Nesse ano, no decurso do qual o regime fascista sofre fortes abalos, o Partido avançava decididamente na correcção do desvio de direita, após a fuga de Peniche ocorrida no ano anterior. O colectivo partidário desenvolvia intensa actividade, reforçando a sua ligação à classe operária e às massas e repondo a via do levantamento nacional como caminho para o derrubamento do fascismo. Em preparação estavam, já, as grandes lutas que marcariam o início do ano seguinte: o poderoso 1.º de Maio de 1962 e a conquista das oito horas de trabalho pelos assalariados agrícolas da zona do latifúndio.

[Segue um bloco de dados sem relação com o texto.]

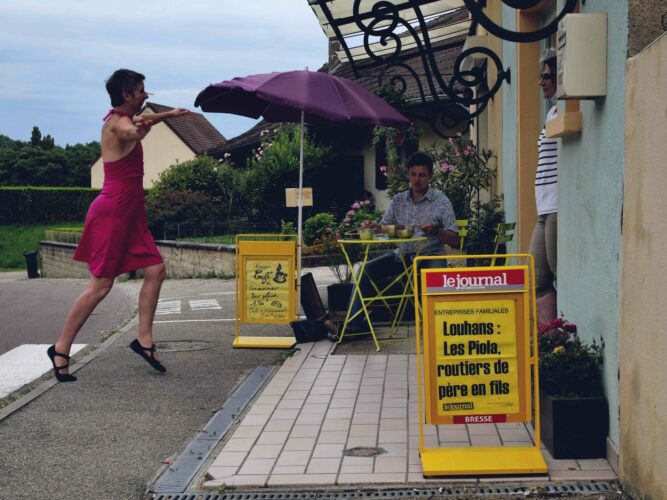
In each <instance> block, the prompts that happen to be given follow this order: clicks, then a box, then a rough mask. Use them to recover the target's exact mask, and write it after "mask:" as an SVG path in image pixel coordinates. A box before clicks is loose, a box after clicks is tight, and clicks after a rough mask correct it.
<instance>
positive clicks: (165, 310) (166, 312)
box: [155, 300, 181, 315]
mask: <svg viewBox="0 0 667 500" xmlns="http://www.w3.org/2000/svg"><path fill="white" fill-rule="evenodd" d="M180 313H181V301H180V300H160V301H159V302H158V303H157V309H155V314H156V315H163V314H180Z"/></svg>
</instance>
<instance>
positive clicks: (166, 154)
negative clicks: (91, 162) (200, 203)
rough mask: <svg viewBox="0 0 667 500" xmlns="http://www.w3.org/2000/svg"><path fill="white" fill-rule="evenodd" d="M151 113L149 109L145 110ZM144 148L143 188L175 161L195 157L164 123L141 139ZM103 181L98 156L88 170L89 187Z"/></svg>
mask: <svg viewBox="0 0 667 500" xmlns="http://www.w3.org/2000/svg"><path fill="white" fill-rule="evenodd" d="M146 112H147V113H152V111H151V110H146ZM141 145H142V147H143V149H144V188H145V189H148V188H150V187H152V186H153V182H155V181H156V180H157V178H158V175H159V174H160V172H162V171H163V170H165V169H166V168H167V167H169V166H170V165H173V164H174V163H176V162H184V161H188V160H192V159H194V158H195V156H196V155H195V153H194V152H193V151H192V150H191V149H190V148H189V147H188V146H187V145H186V144H185V143H184V142H183V141H182V140H181V139H180V138H179V137H178V136H177V135H176V134H175V133H174V132H173V131H172V130H171V129H170V128H169V127H168V126H167V125H166V124H165V123H164V122H162V123H158V124H157V125H155V126H154V127H153V128H152V130H151V131H150V133H149V134H148V135H147V136H146V137H145V138H144V140H143V141H141ZM103 182H104V169H103V168H102V157H100V158H98V159H97V161H96V162H95V163H94V164H93V166H92V168H91V171H90V187H92V188H101V187H102V183H103Z"/></svg>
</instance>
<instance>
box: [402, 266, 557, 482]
mask: <svg viewBox="0 0 667 500" xmlns="http://www.w3.org/2000/svg"><path fill="white" fill-rule="evenodd" d="M524 257H529V256H524ZM420 259H422V258H420ZM420 259H416V262H417V263H418V262H419V261H420ZM529 262H530V263H532V259H529ZM416 265H418V264H416ZM532 276H533V275H532V265H516V266H505V267H470V268H466V267H464V268H461V267H455V268H454V267H452V268H442V269H423V270H422V271H421V275H420V276H419V279H420V290H421V301H420V303H421V311H423V318H420V317H419V316H420V315H419V312H417V319H418V325H417V330H418V336H417V348H418V351H417V357H418V359H419V358H420V346H419V344H420V335H419V332H420V330H421V329H422V327H423V337H424V340H423V349H424V356H423V366H424V372H423V375H424V388H423V394H424V396H425V415H424V419H423V422H422V418H421V417H420V433H421V432H422V430H421V427H422V425H423V423H426V424H430V425H442V424H492V423H505V422H528V421H531V419H532V405H531V377H533V376H535V373H531V364H534V359H533V358H531V352H530V345H531V342H530V339H531V333H532V332H534V330H535V328H534V325H533V324H532V323H531V320H530V312H531V311H530V307H531V305H532V304H534V300H533V301H531V293H533V288H534V287H533V286H532V281H533V279H532ZM415 279H417V276H415ZM420 375H421V374H420ZM418 380H419V381H420V389H419V394H422V390H421V376H418ZM536 385H537V384H534V386H535V390H537V389H536ZM536 395H537V393H535V396H536ZM419 405H420V415H421V411H422V403H421V400H420V403H419ZM537 420H539V419H537ZM537 425H539V424H537ZM536 435H537V440H536V441H537V442H536V443H535V446H534V447H525V448H512V447H493V448H470V447H466V448H442V449H441V448H430V449H429V448H424V447H423V437H422V438H421V439H420V452H421V453H420V454H421V457H422V467H423V470H424V475H426V476H428V475H466V474H485V473H487V474H518V473H523V474H525V473H529V474H530V473H532V474H537V473H544V472H546V470H547V469H546V464H545V462H544V459H543V458H542V455H541V453H540V448H539V446H540V444H539V427H538V428H537V429H536ZM422 448H423V449H422Z"/></svg>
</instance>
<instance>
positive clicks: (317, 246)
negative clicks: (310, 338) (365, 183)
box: [303, 200, 381, 313]
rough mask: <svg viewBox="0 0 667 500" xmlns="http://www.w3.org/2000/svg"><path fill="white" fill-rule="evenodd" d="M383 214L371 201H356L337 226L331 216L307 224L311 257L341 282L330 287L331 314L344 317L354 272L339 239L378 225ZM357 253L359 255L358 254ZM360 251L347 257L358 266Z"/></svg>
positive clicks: (349, 294)
mask: <svg viewBox="0 0 667 500" xmlns="http://www.w3.org/2000/svg"><path fill="white" fill-rule="evenodd" d="M380 217H381V214H380V213H379V212H377V211H376V210H375V207H374V205H373V203H372V202H371V201H370V200H361V201H355V202H354V203H352V205H351V206H350V209H349V210H348V211H347V212H346V213H345V215H344V217H343V220H342V221H341V222H340V224H339V223H337V221H336V218H335V217H334V216H333V215H332V214H329V213H320V214H316V215H314V216H313V217H311V218H310V219H308V220H307V221H306V222H305V223H304V229H303V240H304V245H306V252H307V253H308V254H309V255H320V256H322V258H323V259H324V262H325V263H326V265H327V266H328V267H329V269H331V272H332V273H333V274H334V275H335V276H336V278H337V279H338V283H333V284H331V285H329V286H327V305H328V308H329V310H330V311H333V312H340V313H345V312H347V307H348V304H349V301H350V295H351V293H352V287H353V284H352V272H353V270H352V269H350V267H349V266H348V264H347V261H346V260H345V256H344V255H343V252H342V250H341V248H340V245H339V244H338V240H339V239H340V238H345V237H350V238H351V237H353V236H352V235H350V234H348V235H347V236H346V233H351V232H353V231H354V230H356V229H357V228H358V227H359V226H360V225H361V224H362V223H363V222H364V221H367V220H371V221H373V222H377V221H378V220H380ZM357 250H358V251H357ZM360 250H361V248H356V247H353V248H352V249H351V250H349V251H348V253H349V252H350V251H351V252H353V253H352V254H350V259H351V260H352V262H353V263H354V262H357V261H358V260H359V257H360V253H359V252H360Z"/></svg>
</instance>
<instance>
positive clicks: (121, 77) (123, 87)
mask: <svg viewBox="0 0 667 500" xmlns="http://www.w3.org/2000/svg"><path fill="white" fill-rule="evenodd" d="M145 79H146V77H145V76H144V75H142V74H141V73H137V72H136V71H132V70H129V69H118V70H116V71H114V72H113V75H111V76H110V77H109V78H107V81H106V87H107V92H109V97H111V105H112V106H114V107H115V106H120V105H121V104H123V102H124V101H123V92H127V93H129V94H131V93H132V92H134V89H136V88H137V85H139V84H140V83H141V82H143V81H144V80H145Z"/></svg>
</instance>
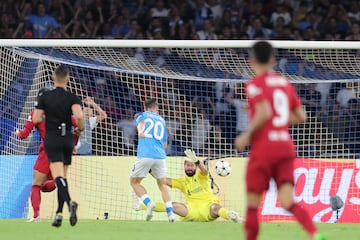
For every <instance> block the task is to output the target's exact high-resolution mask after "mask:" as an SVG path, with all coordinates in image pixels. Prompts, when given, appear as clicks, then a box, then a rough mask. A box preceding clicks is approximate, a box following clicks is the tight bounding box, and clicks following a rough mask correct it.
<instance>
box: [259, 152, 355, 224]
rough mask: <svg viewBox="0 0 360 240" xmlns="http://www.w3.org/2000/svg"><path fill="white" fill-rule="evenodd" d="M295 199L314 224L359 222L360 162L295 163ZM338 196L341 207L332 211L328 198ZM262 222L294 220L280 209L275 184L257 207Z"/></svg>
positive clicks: (306, 159) (303, 162)
mask: <svg viewBox="0 0 360 240" xmlns="http://www.w3.org/2000/svg"><path fill="white" fill-rule="evenodd" d="M294 178H295V186H296V187H295V193H294V194H295V200H296V202H298V203H299V204H300V205H301V206H302V207H304V208H305V209H307V210H308V212H309V213H310V215H311V218H312V219H313V221H315V222H348V223H359V222H360V160H339V159H336V160H314V159H297V160H296V161H295V171H294ZM332 195H338V196H339V197H340V198H341V199H342V200H343V202H344V207H343V208H342V209H340V210H339V211H333V210H332V209H331V207H330V197H331V196H332ZM260 215H261V216H260V218H261V219H262V220H263V221H279V220H280V221H281V220H294V217H293V216H292V215H291V214H290V213H289V212H287V211H285V210H284V209H282V208H280V205H279V201H278V198H277V190H276V184H275V183H274V182H272V183H271V184H270V188H269V191H268V192H267V193H266V194H264V197H263V201H262V204H261V207H260Z"/></svg>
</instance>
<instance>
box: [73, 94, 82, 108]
mask: <svg viewBox="0 0 360 240" xmlns="http://www.w3.org/2000/svg"><path fill="white" fill-rule="evenodd" d="M74 104H79V105H80V106H81V100H80V98H79V97H78V96H76V95H75V94H73V101H72V105H74Z"/></svg>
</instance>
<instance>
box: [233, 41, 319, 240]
mask: <svg viewBox="0 0 360 240" xmlns="http://www.w3.org/2000/svg"><path fill="white" fill-rule="evenodd" d="M250 63H251V65H252V67H253V69H254V71H255V75H256V76H255V77H254V78H253V79H251V80H250V81H249V82H248V83H247V84H246V94H247V98H248V102H249V108H250V127H249V129H248V130H247V131H246V132H244V133H243V134H241V135H239V136H238V137H237V138H236V141H235V146H236V148H237V149H238V150H239V151H242V150H244V148H245V147H246V146H247V145H248V144H249V143H251V152H250V156H249V158H250V159H249V163H248V166H247V170H246V186H247V214H246V221H245V225H244V227H245V234H246V240H256V239H257V236H258V232H259V221H258V212H257V210H258V206H259V204H260V201H261V196H262V193H263V192H264V191H266V190H267V189H268V186H269V181H270V178H273V179H274V180H275V182H276V184H277V187H278V197H279V200H280V204H281V205H282V207H284V208H285V209H286V210H288V211H290V212H292V213H293V214H294V215H295V217H296V219H297V220H298V221H299V222H300V224H301V225H302V226H303V227H304V229H305V230H306V231H307V232H308V233H309V235H310V236H311V238H312V239H316V240H320V239H325V238H324V236H323V235H321V234H316V227H315V225H314V223H313V222H312V220H311V218H310V216H309V215H308V213H307V212H306V210H305V209H303V208H302V207H300V206H299V205H298V204H296V203H295V202H294V197H293V186H294V177H293V162H294V159H295V156H296V155H295V149H294V144H293V141H292V139H291V136H290V134H289V131H288V128H289V125H292V124H297V123H303V122H305V121H306V113H305V111H304V110H303V107H302V105H301V102H300V100H299V98H298V96H297V94H296V91H295V89H294V87H293V86H292V85H291V83H290V82H288V81H287V79H285V77H283V76H282V75H281V74H279V73H275V72H272V66H273V65H274V63H275V57H274V51H273V48H272V46H271V44H270V43H269V42H266V41H259V42H256V43H255V44H254V46H253V47H252V52H251V57H250Z"/></svg>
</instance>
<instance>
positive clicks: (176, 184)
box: [171, 178, 184, 192]
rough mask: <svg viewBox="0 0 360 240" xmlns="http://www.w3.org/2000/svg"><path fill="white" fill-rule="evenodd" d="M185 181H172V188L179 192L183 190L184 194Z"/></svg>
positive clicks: (171, 182) (182, 179)
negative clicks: (178, 191)
mask: <svg viewBox="0 0 360 240" xmlns="http://www.w3.org/2000/svg"><path fill="white" fill-rule="evenodd" d="M183 182H184V181H183V179H182V178H178V179H174V178H173V179H171V186H172V188H177V189H179V190H181V191H182V192H184V184H183Z"/></svg>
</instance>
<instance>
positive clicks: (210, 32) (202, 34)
mask: <svg viewBox="0 0 360 240" xmlns="http://www.w3.org/2000/svg"><path fill="white" fill-rule="evenodd" d="M197 34H198V36H199V39H200V40H217V35H216V34H215V29H214V24H213V23H212V22H211V20H209V19H207V20H205V21H204V27H203V30H200V31H198V32H197Z"/></svg>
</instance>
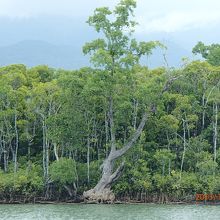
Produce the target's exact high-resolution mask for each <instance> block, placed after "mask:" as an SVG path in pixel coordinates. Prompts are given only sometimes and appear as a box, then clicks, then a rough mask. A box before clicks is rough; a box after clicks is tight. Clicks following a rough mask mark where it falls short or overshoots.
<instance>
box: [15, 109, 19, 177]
mask: <svg viewBox="0 0 220 220" xmlns="http://www.w3.org/2000/svg"><path fill="white" fill-rule="evenodd" d="M14 120H15V121H14V124H15V155H14V172H15V173H16V172H17V170H18V163H17V158H18V144H19V139H18V128H17V112H16V110H15V118H14Z"/></svg>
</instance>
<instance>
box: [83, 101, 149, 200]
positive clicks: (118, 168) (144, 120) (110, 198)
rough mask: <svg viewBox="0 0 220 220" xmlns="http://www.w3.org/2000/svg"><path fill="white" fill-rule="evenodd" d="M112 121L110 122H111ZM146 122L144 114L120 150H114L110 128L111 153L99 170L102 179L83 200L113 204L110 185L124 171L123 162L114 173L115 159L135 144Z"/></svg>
mask: <svg viewBox="0 0 220 220" xmlns="http://www.w3.org/2000/svg"><path fill="white" fill-rule="evenodd" d="M111 107H112V106H111V103H110V111H111ZM109 116H110V125H111V126H112V125H113V117H112V112H110V114H109ZM111 120H112V121H111ZM146 120H147V114H146V112H145V113H144V114H143V116H142V120H141V122H140V124H139V126H138V128H137V130H136V131H135V133H134V134H133V136H132V137H131V138H130V140H129V141H128V142H127V143H126V144H125V145H124V146H123V147H122V148H121V149H118V150H116V144H115V135H114V127H113V126H112V127H111V152H110V154H109V155H108V157H107V158H106V159H105V160H104V162H103V164H102V166H101V168H102V177H101V179H100V180H99V182H98V183H97V185H96V186H95V187H94V188H92V189H90V190H88V191H86V192H84V193H83V196H84V200H85V202H88V203H113V202H114V200H115V195H114V193H113V192H112V191H111V186H112V184H113V183H114V182H115V181H116V180H117V179H118V178H119V177H120V176H121V174H122V172H123V169H124V162H122V163H121V165H120V166H119V167H118V168H117V169H116V170H115V171H114V162H115V160H116V159H118V158H120V157H121V156H123V155H124V154H125V153H126V152H127V151H128V150H129V149H130V148H131V147H132V146H133V145H134V143H135V142H136V140H137V139H138V138H139V136H140V135H141V132H142V130H143V128H144V125H145V123H146Z"/></svg>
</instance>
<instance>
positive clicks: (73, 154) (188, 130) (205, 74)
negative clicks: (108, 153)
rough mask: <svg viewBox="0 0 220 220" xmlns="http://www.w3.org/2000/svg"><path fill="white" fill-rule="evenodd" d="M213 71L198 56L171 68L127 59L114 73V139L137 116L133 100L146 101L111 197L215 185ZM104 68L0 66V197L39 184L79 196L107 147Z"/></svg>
mask: <svg viewBox="0 0 220 220" xmlns="http://www.w3.org/2000/svg"><path fill="white" fill-rule="evenodd" d="M219 76H220V67H214V66H211V65H210V64H208V63H206V62H201V61H195V62H192V63H189V64H187V65H186V66H185V67H184V68H182V69H178V70H167V69H165V68H159V69H155V70H149V69H147V68H146V67H141V66H134V67H133V69H132V71H131V72H129V73H128V75H127V77H124V78H123V79H121V77H120V74H118V76H117V84H116V87H115V91H116V92H117V96H116V97H114V98H115V103H116V107H115V110H114V117H115V123H116V136H117V140H119V141H118V142H119V143H118V145H119V146H120V145H121V144H122V143H123V141H124V140H125V138H126V137H127V136H129V134H130V133H132V132H133V131H134V130H135V127H136V124H137V123H138V121H139V120H140V115H139V111H140V109H141V108H142V106H141V105H138V103H139V102H140V103H141V101H140V100H142V99H145V100H146V101H145V103H149V111H148V114H149V115H148V121H147V124H146V126H145V129H144V131H143V132H142V135H141V138H140V139H139V141H138V142H137V143H136V145H135V146H134V147H133V148H132V150H131V151H130V152H129V153H128V155H126V157H125V158H124V160H125V161H126V167H125V171H124V174H123V176H122V178H121V179H120V180H119V181H118V182H117V183H116V184H115V186H114V191H115V192H116V193H117V195H118V197H121V198H122V197H123V198H127V197H129V196H130V197H132V198H137V199H140V196H141V194H143V193H144V194H145V193H147V195H149V196H150V197H152V198H154V197H155V201H157V200H158V199H160V201H162V200H164V199H166V198H167V197H169V198H176V199H177V198H182V199H184V198H185V196H186V195H188V196H193V195H194V194H195V193H196V192H198V193H199V192H200V193H201V192H207V193H208V192H209V193H219V181H220V174H219V171H220V170H219V169H220V167H219V163H220V150H219V141H220V138H219V136H218V132H219V123H217V122H218V119H219V111H218V107H219V102H220V92H219V85H220V83H219V80H220V77H219ZM107 77H108V76H107V75H106V74H105V71H100V70H96V69H90V68H84V69H81V70H78V71H64V70H54V69H50V68H48V67H46V66H39V67H35V68H31V69H27V68H26V67H25V66H23V65H11V66H7V67H2V68H1V69H0V83H1V86H0V98H1V99H0V104H1V105H0V108H1V112H0V138H1V142H0V143H1V145H0V156H1V169H2V171H1V173H0V176H1V177H0V191H1V194H0V195H1V199H2V200H3V199H16V198H17V197H18V198H20V197H21V198H26V199H27V198H29V199H31V198H34V197H41V196H43V195H44V194H45V192H46V191H48V189H47V188H49V195H48V197H49V198H54V195H56V196H57V194H61V195H63V196H64V197H68V196H69V194H68V193H67V191H66V189H65V186H68V187H69V188H71V190H73V191H76V190H77V193H78V195H80V194H81V193H82V192H83V191H84V190H86V189H88V188H89V187H91V186H93V185H94V184H96V182H97V180H98V178H99V176H100V172H99V166H100V165H101V163H102V161H103V159H104V158H105V156H106V154H108V153H109V132H110V131H109V128H108V115H107V113H106V108H105V106H106V103H105V100H106V99H105V88H106V86H108V83H107V81H106V78H107ZM174 77H175V78H176V80H175V81H173V83H172V85H171V86H170V88H169V90H168V91H166V92H165V93H164V94H163V95H161V96H160V98H159V99H158V98H156V97H155V91H158V88H157V87H159V88H164V86H165V87H166V83H165V82H166V81H168V82H169V80H170V79H172V78H174ZM152 100H153V101H154V102H155V104H154V106H153V105H152ZM216 109H217V111H216ZM17 142H18V145H17ZM88 151H89V152H88ZM15 157H16V158H15ZM46 157H48V167H47V164H46V162H45V158H46ZM65 158H66V159H65ZM88 159H89V163H88ZM43 160H44V163H43V162H42V161H43ZM47 172H48V173H47ZM45 178H48V180H47V179H45ZM46 185H49V186H48V187H46ZM45 187H46V188H45ZM57 189H59V190H57ZM53 190H54V191H53ZM47 194H48V193H47ZM152 195H153V196H152ZM162 197H163V198H162Z"/></svg>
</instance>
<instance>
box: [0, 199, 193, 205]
mask: <svg viewBox="0 0 220 220" xmlns="http://www.w3.org/2000/svg"><path fill="white" fill-rule="evenodd" d="M28 204H32V205H34V204H37V205H41V204H42V205H50V204H51V205H56V204H57V205H67V204H76V205H77V204H84V205H91V204H94V205H143V204H151V205H196V201H189V202H183V201H179V202H166V203H159V202H140V201H129V202H126V201H115V202H114V203H112V204H107V203H86V202H83V201H82V202H74V201H71V200H70V201H43V200H36V201H32V202H31V201H0V205H28Z"/></svg>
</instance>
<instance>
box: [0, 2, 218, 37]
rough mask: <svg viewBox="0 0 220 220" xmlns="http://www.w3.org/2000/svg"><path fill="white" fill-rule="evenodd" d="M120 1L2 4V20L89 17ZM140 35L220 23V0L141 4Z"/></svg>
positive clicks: (17, 2) (177, 30)
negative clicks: (96, 8)
mask: <svg viewBox="0 0 220 220" xmlns="http://www.w3.org/2000/svg"><path fill="white" fill-rule="evenodd" d="M117 2H119V0H111V1H110V0H0V16H7V17H11V18H29V17H39V16H45V15H46V16H70V17H77V16H81V17H85V19H86V18H87V17H88V16H89V15H90V14H91V12H92V11H93V10H94V9H95V8H96V7H100V6H105V5H107V6H112V5H115V4H116V3H117ZM137 5H138V8H137V11H136V15H137V20H138V22H139V23H140V26H139V28H138V31H139V32H148V33H149V32H169V33H170V32H176V31H181V30H189V29H195V28H203V27H207V26H209V25H211V24H219V23H220V13H219V12H220V1H219V0H154V1H147V0H137Z"/></svg>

Ainda em 1961 deram-se ainda o assalto ao Paquete Santa Maria, o início da luta de libertação do povo angolano, as grandes manifestações contra a farsa que foram as «eleições» para a Assembleia Nacional fascista, a fuga de Caxias, a 4 de Dezembro, de um conjunto de dirigentes e quadros do Partido, e a libertação de Goa, início da derrocada do colonialismo português.

Mas 1961 foi, também, um ano de forte repressão: dirigentes do Partido, como Octávio Pato, Carlos Costa, Joaquim Pires Jorge e Américo de Sousa foram presos. E José Dias Coelho foi assassinado pela PIDE a 19 de Dezembro. Tinha 38 anos.

 

Referência permanente

José Dias Coelho constitui uma referência permanente na luta que hoje continua e que assumiu enquanto artista e militante.

A última gravura que José Dias Coelho criou, um mês antes de ser ele próprio assassinado, representa, dir-se-ia que premonitoriamente, o assassinato do jovem operário Cândido Martins (Capilé) numa manifestação popular, em Almada, e tem como legenda: «De todas as sementes deitadas à terra, é o sangue derramado pelos mártires que faz levantar as mais copiosas searas.»

José Dias Coelho, artista e militante, exemplo de dignidade revolucionária, coragem e abnegação, é uma dessas sementes que germinam nas lutas dos trabalhadores e do povo, que prosseguem, na luta pela democratização da cultura – que envolve intelectuais comunistas e muitos outros democratas e patriotas sem partido –, na afirmação do projecto e dinamização da intervenção do PCP.

Pelos direitos, pela alternativa patriótica e de esquerda, parte integrante da democracia avançada inspirada nos valores de Abril, pela sociedade nova sem a exploração do homem pelo homem.